A brief note for researchers: 18 March 2008

Democracies everywhere, but perhaps nowhere more so than in India, present a complex scenario of tensions between constraints and liberty, unfreedom and freedom, the imperatives of the modern national security state and the aspirations of a free citizenry. The very fact that India has repeatedly been able to mount general elections since it gained its freedom from British rule in 1947, and on a scale never before witnessed in history, is adduced as evidence of the strength of Indian democracy — an accomplishment that seems all the more remarkable given the precarious state of democracy in most of the world. Indeed, assumptions about the robustness of democracy in India always take as their implied referent the contrast that comes to mind with Pakistan and many other states in the global South. Pakistan has been under military rulers for 32 of its sixty years of its existence, and even its civilian rulers have always governed with the apprehension that a coup might summarily remove them from office – as the constant tussle between Benazir Bhutto and Nawaz Sharif, each removed from office more than once to pave the way for the other, amply suggests. [See also on MANAS, Pakistan: A Select Political Chronology, 1947-2008.] In Africa, democratic states have had at least as fragile an existence, and military dictatorships, despotisms, and authoritarian democracies have indisputably been the norm.

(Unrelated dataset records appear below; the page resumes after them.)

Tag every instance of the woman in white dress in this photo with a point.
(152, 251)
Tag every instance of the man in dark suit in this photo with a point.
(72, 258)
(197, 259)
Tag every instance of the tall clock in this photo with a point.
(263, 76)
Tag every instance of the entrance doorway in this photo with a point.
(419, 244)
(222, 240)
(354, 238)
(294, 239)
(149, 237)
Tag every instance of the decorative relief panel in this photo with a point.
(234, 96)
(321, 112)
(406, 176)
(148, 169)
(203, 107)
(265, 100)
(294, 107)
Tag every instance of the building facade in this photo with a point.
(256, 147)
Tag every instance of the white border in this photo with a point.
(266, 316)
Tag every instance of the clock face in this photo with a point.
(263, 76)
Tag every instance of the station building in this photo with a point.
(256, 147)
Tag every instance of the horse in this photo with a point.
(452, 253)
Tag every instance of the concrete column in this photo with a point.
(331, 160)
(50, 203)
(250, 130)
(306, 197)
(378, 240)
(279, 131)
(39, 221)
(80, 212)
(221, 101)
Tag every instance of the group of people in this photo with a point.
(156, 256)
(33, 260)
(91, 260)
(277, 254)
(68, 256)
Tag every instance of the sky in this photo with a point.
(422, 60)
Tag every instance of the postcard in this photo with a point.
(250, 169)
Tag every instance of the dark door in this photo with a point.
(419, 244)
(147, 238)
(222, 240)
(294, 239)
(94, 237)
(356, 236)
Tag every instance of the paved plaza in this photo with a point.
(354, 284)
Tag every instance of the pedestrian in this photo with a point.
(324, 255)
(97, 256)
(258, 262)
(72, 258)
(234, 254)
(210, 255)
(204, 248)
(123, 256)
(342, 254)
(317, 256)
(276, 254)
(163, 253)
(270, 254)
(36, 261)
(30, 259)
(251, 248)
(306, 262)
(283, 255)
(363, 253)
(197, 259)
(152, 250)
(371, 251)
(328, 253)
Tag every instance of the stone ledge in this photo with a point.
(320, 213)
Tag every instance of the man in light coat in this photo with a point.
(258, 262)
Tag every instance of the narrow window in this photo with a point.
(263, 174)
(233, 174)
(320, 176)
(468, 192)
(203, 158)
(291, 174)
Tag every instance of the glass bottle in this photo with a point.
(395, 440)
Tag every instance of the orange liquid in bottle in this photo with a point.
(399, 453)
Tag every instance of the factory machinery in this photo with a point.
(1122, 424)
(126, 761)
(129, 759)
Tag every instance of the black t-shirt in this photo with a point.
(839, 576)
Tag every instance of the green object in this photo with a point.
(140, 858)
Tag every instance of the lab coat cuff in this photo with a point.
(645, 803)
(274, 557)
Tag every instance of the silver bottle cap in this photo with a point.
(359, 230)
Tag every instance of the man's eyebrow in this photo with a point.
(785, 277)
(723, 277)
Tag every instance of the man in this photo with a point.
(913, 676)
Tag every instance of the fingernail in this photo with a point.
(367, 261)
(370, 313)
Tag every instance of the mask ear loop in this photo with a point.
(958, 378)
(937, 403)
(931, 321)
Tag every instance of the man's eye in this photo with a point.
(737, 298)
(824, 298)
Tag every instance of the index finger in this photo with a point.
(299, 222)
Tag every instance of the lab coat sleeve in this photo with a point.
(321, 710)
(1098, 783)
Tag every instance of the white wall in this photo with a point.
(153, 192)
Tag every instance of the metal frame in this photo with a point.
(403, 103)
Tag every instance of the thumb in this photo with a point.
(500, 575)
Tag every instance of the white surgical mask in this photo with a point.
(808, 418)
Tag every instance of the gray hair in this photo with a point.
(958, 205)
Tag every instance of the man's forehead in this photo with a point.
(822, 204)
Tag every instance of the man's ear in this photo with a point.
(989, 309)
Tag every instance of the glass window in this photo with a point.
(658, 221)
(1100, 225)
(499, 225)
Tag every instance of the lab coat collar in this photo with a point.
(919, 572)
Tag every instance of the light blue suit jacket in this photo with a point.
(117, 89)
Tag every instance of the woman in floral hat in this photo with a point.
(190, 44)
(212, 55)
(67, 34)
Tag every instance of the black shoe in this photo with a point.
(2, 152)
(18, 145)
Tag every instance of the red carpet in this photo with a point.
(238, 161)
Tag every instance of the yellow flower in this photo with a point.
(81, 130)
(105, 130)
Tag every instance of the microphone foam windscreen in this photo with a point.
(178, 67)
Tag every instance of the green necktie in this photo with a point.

So just what is it that accounts for the resilience and endurance of Indian democracy? Why has it flourished in India when it has failed in other states? And why has it done so even though India’s mass poverty, widespread illiteracy, slow economic growth, a large bureaucracy clearly indifferent to norms of efficiency, a culture of permissive corruption, and unrivaled heterogeneity were all, according to classical accounts, supposed to militate against the growth of democracy? The rhetoric of the state was redistributive, but in practice substantial redistribution was abandoned.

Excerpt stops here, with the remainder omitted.